My Massage Modalities
Swedish massage is now known as “traditional” massage. Swedish massage includes long gliding strokes, kneading, friction, tapping, and shaking motions. It is effective for most ailments, because massaging the skin, the body’s largest organ, sets up a chain reaction that produces a positive effect on all layers and systems of the body. It affects the nerves, muscles, glands, and circulation, and promotes health and well being.
One of the most commonly taught and well-known massage techniques, Swedish massage is a vigorous system of treatment designed to energize the body by stimulating circulation. Five basic strokes, all flowing toward the heart, are used to manipulate the soft tissues of the body. Therapists use a combination of kneading, rolling, vibrational, percussive and tapping movements with the application of oil to reduce friction on the skin. The many benefits of Swedish massage may include generalized relaxation, dissolution of scar tissue adhesions, and improved circulation, which may speed healing and reduce swelling from injury.
Deep Tissue Massage is designed to reach the deep portions of thick muscles, specifically the individual muscle fibers. Using deep muscle compression and friction along the grain of the muscle, its purpose is to unstick the fibers of the muscles and release both toxins and deeply held patterns of tension.
Performing medical massage requires a firm background in pathology and utilizes specific treatments appropriate to working with disease, pain, and recovery from injury. The therapist may work from a physician’s prescription or as an adjunct healer.
Release Therapy – All muscles, arteries, bones, organs, etc. are held together by a saran wrap kind of tissue called fascia. Myofascial Release works by the manipulation of the fascia that connects and surrounds muscles. Because the fascia is body-wide, a tension or trauma in one part of the body can affect another part. The fascia responds to the trained touch to release the adverse effects of inflammation, tensions and trauma.
Shiatsu, the most widely known form of acupressure, literally means “finger pressure”. Shiatsu uses rhythmic pressure specific points along the body’s meridians by using the fingers, hands, elbows, knees, and sometimes feet to unblock and stimulate the flow of energy. A session my also include gentle stretching and range-of-motions manipulations. Shiatsu is used to treat pain, relax the body, and to maintain general health.
This special form of massage is typically used before, during, and after athletic events to prepare the athlete for peak performance, to drain away fatigue, to relieve swelling, to reduce muscle tension, to promote flexibility and to prevent injuries. Depending on the needs of the athlete, a variety of techniques are used.
Trigger point therapy is also known as Myotherapy or Neuromuscular Therapy and applies concentrated finger pressure to “trigger points” (painful irritated areas in muscles) to break cycles of spasm and pain. It appears that most muscular pains have a trigger point that causes the muscle to go into spasms. Trigger Point Therapy involves placing pressure on that trigger point so that the muscle can relax and the pain can be lessened. Pressure is generally applied with fingers, knuckles, and elbows. The basic idea is that the trigger point which is the source of the pain is not always where the patient feels the pain. The trigger point could be several inches away from the place where they feel the discomfort or pain.

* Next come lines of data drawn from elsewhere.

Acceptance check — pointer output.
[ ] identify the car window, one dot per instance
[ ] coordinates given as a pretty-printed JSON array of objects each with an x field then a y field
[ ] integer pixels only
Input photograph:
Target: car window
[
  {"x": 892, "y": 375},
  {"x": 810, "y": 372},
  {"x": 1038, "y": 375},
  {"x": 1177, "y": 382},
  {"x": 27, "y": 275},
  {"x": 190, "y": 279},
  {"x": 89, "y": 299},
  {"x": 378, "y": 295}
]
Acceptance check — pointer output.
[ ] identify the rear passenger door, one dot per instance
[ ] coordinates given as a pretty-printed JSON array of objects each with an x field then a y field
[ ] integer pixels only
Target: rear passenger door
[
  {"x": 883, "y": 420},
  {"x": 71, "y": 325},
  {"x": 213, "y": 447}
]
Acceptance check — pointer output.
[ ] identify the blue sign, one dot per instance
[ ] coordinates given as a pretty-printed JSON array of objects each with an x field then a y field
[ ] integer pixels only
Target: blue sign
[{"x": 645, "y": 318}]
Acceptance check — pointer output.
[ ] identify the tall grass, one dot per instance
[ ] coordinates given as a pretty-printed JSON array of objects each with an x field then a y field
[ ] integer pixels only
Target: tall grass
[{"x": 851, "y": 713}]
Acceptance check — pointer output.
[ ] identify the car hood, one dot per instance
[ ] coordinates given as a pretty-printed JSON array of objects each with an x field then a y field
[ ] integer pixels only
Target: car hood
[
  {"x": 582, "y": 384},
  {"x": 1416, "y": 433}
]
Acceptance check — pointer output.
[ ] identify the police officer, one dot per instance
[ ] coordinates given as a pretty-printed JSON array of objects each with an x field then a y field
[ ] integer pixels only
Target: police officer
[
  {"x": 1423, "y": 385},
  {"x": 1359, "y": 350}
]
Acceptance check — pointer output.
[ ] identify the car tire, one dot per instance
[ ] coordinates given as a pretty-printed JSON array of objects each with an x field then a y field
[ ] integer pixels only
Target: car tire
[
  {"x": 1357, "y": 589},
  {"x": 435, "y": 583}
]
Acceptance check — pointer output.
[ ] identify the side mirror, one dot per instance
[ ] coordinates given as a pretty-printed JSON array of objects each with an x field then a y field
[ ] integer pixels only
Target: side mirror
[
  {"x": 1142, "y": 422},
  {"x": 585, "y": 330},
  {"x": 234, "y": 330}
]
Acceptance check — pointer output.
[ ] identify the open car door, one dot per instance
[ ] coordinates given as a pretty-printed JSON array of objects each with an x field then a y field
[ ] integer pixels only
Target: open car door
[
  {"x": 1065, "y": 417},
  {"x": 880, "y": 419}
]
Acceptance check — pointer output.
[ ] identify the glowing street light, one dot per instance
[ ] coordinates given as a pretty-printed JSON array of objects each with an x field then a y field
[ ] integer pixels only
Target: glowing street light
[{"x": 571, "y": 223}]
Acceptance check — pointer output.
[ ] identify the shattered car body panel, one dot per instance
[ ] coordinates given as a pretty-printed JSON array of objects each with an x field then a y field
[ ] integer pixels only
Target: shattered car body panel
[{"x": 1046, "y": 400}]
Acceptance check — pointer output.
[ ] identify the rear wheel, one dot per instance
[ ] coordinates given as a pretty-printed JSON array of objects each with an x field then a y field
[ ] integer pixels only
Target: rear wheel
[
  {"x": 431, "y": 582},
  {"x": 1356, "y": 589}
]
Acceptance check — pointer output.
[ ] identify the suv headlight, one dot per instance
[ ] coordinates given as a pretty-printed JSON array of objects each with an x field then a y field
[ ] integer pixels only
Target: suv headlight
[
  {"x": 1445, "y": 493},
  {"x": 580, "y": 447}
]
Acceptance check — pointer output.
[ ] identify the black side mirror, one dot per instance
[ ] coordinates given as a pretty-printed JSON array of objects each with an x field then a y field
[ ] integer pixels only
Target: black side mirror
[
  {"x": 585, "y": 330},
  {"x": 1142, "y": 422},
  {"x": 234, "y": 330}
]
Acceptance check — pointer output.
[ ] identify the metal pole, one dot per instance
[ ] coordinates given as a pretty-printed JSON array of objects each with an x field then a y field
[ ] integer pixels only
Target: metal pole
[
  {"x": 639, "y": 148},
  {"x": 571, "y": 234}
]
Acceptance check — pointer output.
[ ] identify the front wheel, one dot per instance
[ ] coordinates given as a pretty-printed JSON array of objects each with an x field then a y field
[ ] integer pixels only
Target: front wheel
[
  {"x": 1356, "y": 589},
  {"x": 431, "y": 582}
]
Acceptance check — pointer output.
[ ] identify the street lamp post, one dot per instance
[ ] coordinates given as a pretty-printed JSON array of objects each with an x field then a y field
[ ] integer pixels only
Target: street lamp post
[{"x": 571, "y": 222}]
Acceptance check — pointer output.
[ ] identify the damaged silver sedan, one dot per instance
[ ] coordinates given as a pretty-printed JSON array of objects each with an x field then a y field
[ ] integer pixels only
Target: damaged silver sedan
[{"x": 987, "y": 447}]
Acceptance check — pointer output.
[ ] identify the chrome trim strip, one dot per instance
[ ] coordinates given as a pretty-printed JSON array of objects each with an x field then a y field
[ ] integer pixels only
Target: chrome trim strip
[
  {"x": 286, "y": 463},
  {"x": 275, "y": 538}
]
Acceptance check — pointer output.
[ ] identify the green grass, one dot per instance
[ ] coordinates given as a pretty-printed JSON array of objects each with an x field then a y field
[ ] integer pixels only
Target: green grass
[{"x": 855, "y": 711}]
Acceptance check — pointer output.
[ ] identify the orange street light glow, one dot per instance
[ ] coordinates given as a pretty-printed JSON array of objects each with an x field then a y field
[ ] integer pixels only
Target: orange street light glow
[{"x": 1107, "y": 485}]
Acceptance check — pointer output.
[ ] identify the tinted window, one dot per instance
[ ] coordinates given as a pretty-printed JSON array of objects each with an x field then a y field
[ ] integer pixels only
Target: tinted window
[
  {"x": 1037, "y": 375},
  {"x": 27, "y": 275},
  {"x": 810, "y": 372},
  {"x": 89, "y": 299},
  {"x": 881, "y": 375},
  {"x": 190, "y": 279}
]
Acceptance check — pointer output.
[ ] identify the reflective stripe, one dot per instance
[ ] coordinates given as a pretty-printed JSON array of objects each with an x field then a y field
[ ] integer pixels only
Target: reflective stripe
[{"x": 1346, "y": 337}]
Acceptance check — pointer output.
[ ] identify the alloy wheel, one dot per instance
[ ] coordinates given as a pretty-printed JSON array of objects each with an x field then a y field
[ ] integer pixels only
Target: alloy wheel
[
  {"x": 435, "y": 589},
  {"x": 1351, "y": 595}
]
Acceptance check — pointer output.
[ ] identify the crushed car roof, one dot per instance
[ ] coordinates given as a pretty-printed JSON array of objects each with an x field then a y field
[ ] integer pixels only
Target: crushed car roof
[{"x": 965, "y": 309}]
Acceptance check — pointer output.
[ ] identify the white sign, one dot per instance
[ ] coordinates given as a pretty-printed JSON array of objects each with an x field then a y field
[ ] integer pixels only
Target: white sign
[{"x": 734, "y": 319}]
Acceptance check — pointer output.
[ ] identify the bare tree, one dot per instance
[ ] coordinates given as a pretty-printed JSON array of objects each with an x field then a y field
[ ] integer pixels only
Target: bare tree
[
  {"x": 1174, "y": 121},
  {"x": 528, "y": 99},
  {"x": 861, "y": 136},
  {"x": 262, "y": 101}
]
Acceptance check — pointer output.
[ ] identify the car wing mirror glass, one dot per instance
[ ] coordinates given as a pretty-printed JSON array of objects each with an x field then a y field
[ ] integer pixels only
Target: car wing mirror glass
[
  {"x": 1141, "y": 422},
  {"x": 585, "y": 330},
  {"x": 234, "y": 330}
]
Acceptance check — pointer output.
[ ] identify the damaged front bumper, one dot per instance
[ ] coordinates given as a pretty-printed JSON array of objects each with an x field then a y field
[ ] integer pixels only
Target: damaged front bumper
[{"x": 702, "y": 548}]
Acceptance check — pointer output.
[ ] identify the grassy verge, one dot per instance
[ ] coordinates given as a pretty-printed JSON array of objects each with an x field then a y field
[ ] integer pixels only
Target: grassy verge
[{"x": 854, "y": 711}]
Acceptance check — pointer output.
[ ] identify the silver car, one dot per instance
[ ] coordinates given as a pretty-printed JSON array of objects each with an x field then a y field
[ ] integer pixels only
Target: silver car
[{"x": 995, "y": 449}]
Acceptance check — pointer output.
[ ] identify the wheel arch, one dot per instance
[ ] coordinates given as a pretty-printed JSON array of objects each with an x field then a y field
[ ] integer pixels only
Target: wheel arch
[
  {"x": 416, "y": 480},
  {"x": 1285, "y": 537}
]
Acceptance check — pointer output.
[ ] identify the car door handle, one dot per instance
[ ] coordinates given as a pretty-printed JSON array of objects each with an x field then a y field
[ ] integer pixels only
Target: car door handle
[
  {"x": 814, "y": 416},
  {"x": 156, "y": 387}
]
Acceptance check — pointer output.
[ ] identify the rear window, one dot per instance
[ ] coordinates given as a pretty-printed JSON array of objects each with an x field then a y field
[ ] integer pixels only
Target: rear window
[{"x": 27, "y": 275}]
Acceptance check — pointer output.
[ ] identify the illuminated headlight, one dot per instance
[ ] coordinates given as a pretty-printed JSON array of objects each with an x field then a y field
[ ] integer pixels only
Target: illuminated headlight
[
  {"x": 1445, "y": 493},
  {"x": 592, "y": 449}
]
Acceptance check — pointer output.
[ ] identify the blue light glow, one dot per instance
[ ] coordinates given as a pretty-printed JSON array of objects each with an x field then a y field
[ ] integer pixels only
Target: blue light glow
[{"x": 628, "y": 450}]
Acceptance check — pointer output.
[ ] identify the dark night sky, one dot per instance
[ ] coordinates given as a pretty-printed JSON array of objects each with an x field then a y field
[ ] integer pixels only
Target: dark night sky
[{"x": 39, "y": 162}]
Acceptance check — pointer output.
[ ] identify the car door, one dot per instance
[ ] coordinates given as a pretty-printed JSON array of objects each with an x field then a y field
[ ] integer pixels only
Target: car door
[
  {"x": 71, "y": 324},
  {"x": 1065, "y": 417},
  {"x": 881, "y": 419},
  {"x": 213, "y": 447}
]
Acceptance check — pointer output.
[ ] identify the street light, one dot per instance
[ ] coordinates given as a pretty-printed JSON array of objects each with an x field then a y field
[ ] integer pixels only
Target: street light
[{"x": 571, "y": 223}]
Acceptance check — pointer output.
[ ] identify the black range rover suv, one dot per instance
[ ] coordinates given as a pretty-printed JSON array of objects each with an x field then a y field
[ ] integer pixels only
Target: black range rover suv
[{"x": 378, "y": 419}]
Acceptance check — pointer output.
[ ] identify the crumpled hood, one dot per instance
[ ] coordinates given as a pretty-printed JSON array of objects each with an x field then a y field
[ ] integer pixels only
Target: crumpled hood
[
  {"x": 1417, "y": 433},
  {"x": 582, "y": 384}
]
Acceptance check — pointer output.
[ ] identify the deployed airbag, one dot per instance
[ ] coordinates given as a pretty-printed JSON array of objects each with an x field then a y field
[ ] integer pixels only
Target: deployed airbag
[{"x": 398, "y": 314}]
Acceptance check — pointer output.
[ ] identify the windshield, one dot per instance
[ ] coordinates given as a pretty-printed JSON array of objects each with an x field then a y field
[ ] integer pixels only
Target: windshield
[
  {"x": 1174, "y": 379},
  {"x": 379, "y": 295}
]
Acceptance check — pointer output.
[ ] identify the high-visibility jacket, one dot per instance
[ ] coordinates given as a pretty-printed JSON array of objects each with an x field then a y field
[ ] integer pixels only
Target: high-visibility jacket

Massage is one of the oldest forms of healthcare that has become very popular over the last twenty years. Although all massage therapists use their skills to manipulate soft tissue structures such as skin, muscles, tendons, ligaments and fascia (connective tissue), many massage therapists specialize in a wide variety of forms of therapeutic massage.
Massage can help you support general health and well-being or facilitate the healing process of some injuries, such as muscle tears or sprains. Massage can increase circulation, promote relaxation, reduce stress, and reduce pain and stiffness associated with muscle soreness or tension, and increase range of motion. A massage therapist cannot diagnose, prescribe treatment, or cure disease or injury.
Although massage therapy cannot cure the following conditions, it may reduce pain or stiffness associated with tension headache, temporomandibular joint dysfunction, poor posture or scoliosis, and repetitive stress injuries to muscles and tendons (tennis elbow, mild or chronic tendonitis). People who have had joint replacement surgery may benefit from relief or muscle tension.
The techniques used by massage therapists include applying pressure and manipulating muscles with the hands, forearms, and elbows. Many forms also use gentle stretches and movements of the body to enhance the massage session.
Swedish/relaxation, deep tissue/trigger point, and some forms of sports massage use an application of oil or lotion to the skin.